A estrela da China vem subindo há décadas. Além de reduzir as taxas de pobreza extrema de 88% para menos de 2% em apenas 30 anos, o país se tornou uma potência global em manufatura e tecnologia. Seu ritmo de crescimento pode diminuir devido ao envelhecimento da população, mas a China é, ainda assim, um dos maiores players do mundo em vários campos de tecnologia de ponta.
Um desses campos, e talvez o mais significativo, é a inteligência artificial. Em 2017, o governo chinês anunciou um plano para se tornar líder mundial em IA até 2030 e, desde então, despejou bilhões de dólares em projetos e pesquisas de IA na academia, governo e indústria privada. O fundo de capital de risco do governo está investindo mais de US$ 30 bilhões em IA; a cidade de Tianjin, no nordeste, orçou US$ 16 bilhões para o avanço da IA; e um parque de pesquisa de IA de US$ 2 bilhões está sendo construído em Pequim.

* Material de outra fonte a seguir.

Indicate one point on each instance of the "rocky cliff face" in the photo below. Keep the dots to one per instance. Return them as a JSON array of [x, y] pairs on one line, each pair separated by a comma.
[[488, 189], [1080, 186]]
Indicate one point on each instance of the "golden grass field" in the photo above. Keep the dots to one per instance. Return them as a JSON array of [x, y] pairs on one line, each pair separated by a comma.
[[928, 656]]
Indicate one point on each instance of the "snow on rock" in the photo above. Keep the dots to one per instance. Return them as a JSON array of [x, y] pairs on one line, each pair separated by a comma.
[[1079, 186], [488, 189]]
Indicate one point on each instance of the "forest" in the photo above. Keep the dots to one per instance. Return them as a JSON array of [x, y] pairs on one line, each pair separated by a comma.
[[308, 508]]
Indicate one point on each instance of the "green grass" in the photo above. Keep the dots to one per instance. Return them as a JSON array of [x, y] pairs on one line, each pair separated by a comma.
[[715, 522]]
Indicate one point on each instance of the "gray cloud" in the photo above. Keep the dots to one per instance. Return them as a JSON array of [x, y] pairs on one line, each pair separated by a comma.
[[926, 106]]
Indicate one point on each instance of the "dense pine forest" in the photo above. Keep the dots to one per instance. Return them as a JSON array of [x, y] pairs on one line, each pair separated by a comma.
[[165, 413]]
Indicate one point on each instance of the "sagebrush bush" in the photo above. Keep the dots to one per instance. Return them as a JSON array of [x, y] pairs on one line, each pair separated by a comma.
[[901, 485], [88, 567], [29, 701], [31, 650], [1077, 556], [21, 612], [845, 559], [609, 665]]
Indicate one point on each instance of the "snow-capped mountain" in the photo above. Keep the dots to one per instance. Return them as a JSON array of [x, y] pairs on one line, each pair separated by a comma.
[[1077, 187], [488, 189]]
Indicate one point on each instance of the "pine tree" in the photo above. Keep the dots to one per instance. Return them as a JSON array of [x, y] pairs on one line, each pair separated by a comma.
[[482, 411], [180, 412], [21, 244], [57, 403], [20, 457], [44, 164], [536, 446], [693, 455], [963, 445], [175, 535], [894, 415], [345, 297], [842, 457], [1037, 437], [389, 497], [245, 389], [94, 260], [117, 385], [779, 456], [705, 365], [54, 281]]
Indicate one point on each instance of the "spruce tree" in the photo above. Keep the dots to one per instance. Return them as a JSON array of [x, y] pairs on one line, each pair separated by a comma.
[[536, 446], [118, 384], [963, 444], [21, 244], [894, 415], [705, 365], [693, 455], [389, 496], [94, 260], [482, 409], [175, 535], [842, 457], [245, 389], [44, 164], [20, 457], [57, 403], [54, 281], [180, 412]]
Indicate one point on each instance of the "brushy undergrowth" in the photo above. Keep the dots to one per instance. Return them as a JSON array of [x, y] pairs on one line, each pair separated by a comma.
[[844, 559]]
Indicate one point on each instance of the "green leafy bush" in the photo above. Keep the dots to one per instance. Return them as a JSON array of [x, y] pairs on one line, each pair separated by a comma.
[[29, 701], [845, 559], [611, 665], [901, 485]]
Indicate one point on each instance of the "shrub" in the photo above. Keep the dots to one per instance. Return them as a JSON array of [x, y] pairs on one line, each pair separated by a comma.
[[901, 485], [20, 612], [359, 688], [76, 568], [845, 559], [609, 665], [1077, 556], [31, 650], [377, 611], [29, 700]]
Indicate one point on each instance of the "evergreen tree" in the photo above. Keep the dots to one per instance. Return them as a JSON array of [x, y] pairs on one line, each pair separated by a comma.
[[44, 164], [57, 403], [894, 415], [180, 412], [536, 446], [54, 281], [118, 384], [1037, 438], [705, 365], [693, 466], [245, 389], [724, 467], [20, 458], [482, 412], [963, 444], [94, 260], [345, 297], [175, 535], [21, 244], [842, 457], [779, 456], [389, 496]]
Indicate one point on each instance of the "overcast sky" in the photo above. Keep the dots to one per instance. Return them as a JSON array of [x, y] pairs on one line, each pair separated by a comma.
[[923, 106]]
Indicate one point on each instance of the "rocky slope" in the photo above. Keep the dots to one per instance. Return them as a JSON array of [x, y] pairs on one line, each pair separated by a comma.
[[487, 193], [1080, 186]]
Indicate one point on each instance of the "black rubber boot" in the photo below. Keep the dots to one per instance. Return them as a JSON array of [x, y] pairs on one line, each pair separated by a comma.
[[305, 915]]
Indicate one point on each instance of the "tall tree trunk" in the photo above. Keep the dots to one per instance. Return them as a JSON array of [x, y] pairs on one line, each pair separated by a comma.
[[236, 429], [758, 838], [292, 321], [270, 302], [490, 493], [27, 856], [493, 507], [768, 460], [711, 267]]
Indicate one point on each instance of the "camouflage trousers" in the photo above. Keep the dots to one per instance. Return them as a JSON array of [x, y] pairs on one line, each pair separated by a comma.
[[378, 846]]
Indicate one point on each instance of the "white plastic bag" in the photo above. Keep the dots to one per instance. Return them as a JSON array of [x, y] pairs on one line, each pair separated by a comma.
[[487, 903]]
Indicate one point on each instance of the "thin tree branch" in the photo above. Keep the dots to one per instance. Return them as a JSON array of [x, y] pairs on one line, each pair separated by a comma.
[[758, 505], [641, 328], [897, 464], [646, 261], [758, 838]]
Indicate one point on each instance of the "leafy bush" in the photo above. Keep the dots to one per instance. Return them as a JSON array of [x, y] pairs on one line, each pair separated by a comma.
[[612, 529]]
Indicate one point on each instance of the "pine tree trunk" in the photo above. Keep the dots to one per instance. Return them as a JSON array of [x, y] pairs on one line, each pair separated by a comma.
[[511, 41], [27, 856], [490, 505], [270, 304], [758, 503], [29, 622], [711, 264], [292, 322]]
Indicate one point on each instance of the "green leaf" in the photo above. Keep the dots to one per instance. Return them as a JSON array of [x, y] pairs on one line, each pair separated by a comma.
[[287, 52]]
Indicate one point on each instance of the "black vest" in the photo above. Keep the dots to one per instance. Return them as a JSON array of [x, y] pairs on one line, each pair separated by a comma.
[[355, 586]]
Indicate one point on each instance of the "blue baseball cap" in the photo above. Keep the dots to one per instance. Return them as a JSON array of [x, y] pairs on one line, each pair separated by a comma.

Além desses enormes investimentos, o governo e as empresas privadas na China têm acesso a uma quantidade sem precedentes de dados sobre tudo, desde a saúde dos cidadãos até o uso de smartphones. WeChat, um aplicativo multifuncional onde as pessoas podem bater papo, namorar, enviar pagamentos, ler notícias e muito mais, dá ao CCP acesso total aos dados do usuário mediante solicitação; como disse um jornalista da BBC, o WeChat “está à frente do jogo no cenário global e encontrou seu caminho em todos os cantos da existência das pessoas. Isso pode entregar ao Partido Comunista um mapa da vida de quase todos no país, cidadãos e estrangeiros”. E essa é apenas uma (embora grande) fonte de dados.
Muitos acreditam que esses fatores estão dando à China um grande avanço no desenvolvimento de IA, até mesmo proporcionando impulso suficiente para que seu progresso ultrapasse o dos Estados Unidos.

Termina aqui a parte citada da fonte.